What a healthful comeuppance. As if lending an ear to sentiments expressed in a previous column, the constitutional proprietors of Indian democracy, namely, “we the people”, have spoken for a creatively unstable paradigm of governance.
Where a dangerously power-drunk Narendra Modi repeatedly announced his intention to run away with the system of checks and balances by garnering 400-plus seats in parliament, little women and men whom he had robbed of their ownership of the republic have cannily cut his ambition in half.
If Modi’s backers among the corporate and media-owning barons made a killing on the stock market after the release of mendacious exit polls, the actual results have brought investors low many a league in subsequent losses.
How nice for that to have happened.
Only the market-friendly economic “experts” who lord it in “think tanks” and pink papers conflate the share market with the real economy.
Ordinary voters have seen through that subterfuge yet again.
They have also seen through the crooked politics of hate and subservience to false prophets, by defeating the BJP candidate from the constituency where the new grand Ram temple now supervises the new tourism industry that investors have created in Ayodhya.
Indeed, they cut Modi’s lead in Varanasi some sixfold from last time around, and defeated ruling party satraps in nearly all constituencies that surround Kashi.
In contrast, they not only gave the much-belittled, Rahul Gandhi victory in Rae Bareli by a big margin but delivered the coup d’grace in Amethi by making a mere devoted associate of the Gandhi family victorious over the irritatingly cocky darling of the right-wing, Smriti Irani.
The verdict
If Modi were a democrat, he would read the mandate as it is meant to be read: as a call for him to step down.
But of course the Trumps and the Modis only use the democratic scaffolding of the state to perpetuate personal rule.
If Trump has proudly declared that were he to win again he would be a “dictator” from day one, Modi has gone further during this campaign by claiming that his birth was not a “biological” one, but, reading between lines, immaculately ordained to spread the Hindu nation to the firmament.
That Modi made himself the sole issue in his campaign, referring to himself in the Caesarian third person 758 times, only to bite the dust, particularly underscores the propriety of his demitting office, and letting others in his party waiting cunningly in the wings both to further diminish him and to advance their own thus-far couched ambitions.
What happens now, when the electorate has rendered Modi dependent on allies who were never more than invisible dots on a useless piece of paper?
How will he persuade a Chandrababu Naidu or a Nitish Kumar to espouse Hindutva politics, marginalise Muslims, make a uniform civil code a legal reality, or to switch to a ‘one nation, one poll’ regime that bids fair to decimate the federal structure of the constitution?
Easier said than done. Thank god.
Other allies who may now become visibly unavoidable will have their own agendas, as they should, but will Modi find in himself the cleverness to eat humble pie now and again so that he continues to remain in office?

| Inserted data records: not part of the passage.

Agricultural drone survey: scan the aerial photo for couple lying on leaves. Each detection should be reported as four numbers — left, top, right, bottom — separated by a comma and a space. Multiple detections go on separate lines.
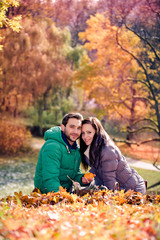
34, 113, 146, 194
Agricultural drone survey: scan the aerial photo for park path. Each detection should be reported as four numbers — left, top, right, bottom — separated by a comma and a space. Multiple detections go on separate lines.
31, 139, 160, 172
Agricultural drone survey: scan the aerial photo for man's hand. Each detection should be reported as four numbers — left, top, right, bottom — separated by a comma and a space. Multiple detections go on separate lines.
82, 177, 93, 185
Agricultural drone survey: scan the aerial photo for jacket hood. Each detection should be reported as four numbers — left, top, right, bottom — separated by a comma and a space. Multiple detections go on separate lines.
44, 127, 66, 145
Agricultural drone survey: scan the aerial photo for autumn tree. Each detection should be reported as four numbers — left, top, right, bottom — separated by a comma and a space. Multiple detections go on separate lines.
0, 18, 84, 125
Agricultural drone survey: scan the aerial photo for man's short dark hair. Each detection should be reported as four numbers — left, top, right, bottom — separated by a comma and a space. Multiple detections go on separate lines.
62, 113, 83, 126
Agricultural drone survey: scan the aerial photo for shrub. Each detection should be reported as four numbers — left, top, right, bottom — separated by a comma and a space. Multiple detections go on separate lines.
0, 120, 31, 154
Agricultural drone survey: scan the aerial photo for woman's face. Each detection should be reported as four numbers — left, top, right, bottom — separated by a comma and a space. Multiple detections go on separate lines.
82, 123, 96, 146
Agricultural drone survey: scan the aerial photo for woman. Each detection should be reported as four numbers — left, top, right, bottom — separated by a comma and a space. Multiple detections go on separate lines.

Never having run a coalition government, the daily annoyance of having to be thwarted in one grand scheme or another may prove just unsustainable for Modi’s totalitarian psyche.
This is where the INDIA alliance stands a far better chance at succeeding.

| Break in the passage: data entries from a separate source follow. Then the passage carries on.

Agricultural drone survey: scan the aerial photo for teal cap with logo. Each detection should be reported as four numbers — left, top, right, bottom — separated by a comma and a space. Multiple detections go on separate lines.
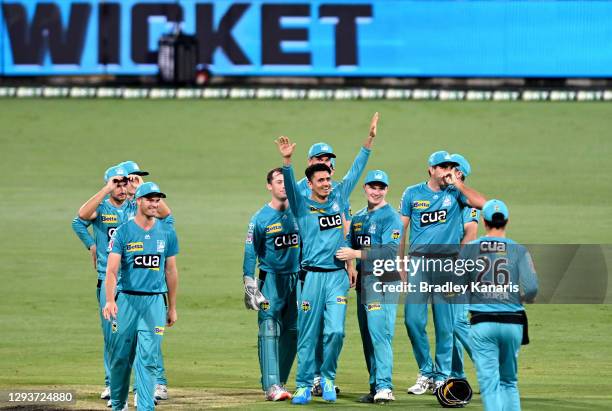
118, 160, 149, 176
451, 154, 472, 177
308, 143, 336, 159
482, 199, 510, 221
364, 170, 389, 186
429, 151, 457, 167
104, 166, 128, 183
134, 181, 166, 198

However much Modi may chafe at the thought, the record shows that it is non-BJP-led coalition governments in recent decades which have delivered the most democratically and materially profitable governance for the common weal.
One may mention the National Front government led by V.P. Singh, the minority government led by P.V, Narasimha Rao and the two terms of the United Progressive Alliance led by Manmohan Singh in this regard.
Can Modi find it in himself to so govern the realm in a creatively dynamic order of instability where now “we the people,” Muslims included, will find ingress into policy from one day to another?
And conversely, will the INDIA alliance now see its way through to assembling a coalition of the willing on the basis of a principled common agenda of action?
And the moot question: how may the honourable President of India now weigh these new realities in initiating a constitutional move towards the formation of a new government?
State institutions and the media
Nothing would aid and abet the people’s verdict for the reinstatement of democracy and a regime of rights as much as the metamorphosis of compromised state institutions and the mainstream media from enslaved entities to protectors of the republican order, as they are enjoined to be by the constitutional system.
God knows they have, in the last decade, brought enough disrepute on themselves not to want to seize this new opportunity to do right and proper by constitutional democracy, without fear, favour or clinging to ruling chieftains of any hue.
They may have noted that in the world’s oldest democracy, a former president could be hauled up by the rule of law and found guilty by 12 ordinary citizens doing their bit to shore up democracy.
Jai “we the people.”
Jai constitutional democracy.
Badri Raina taught at Delhi University.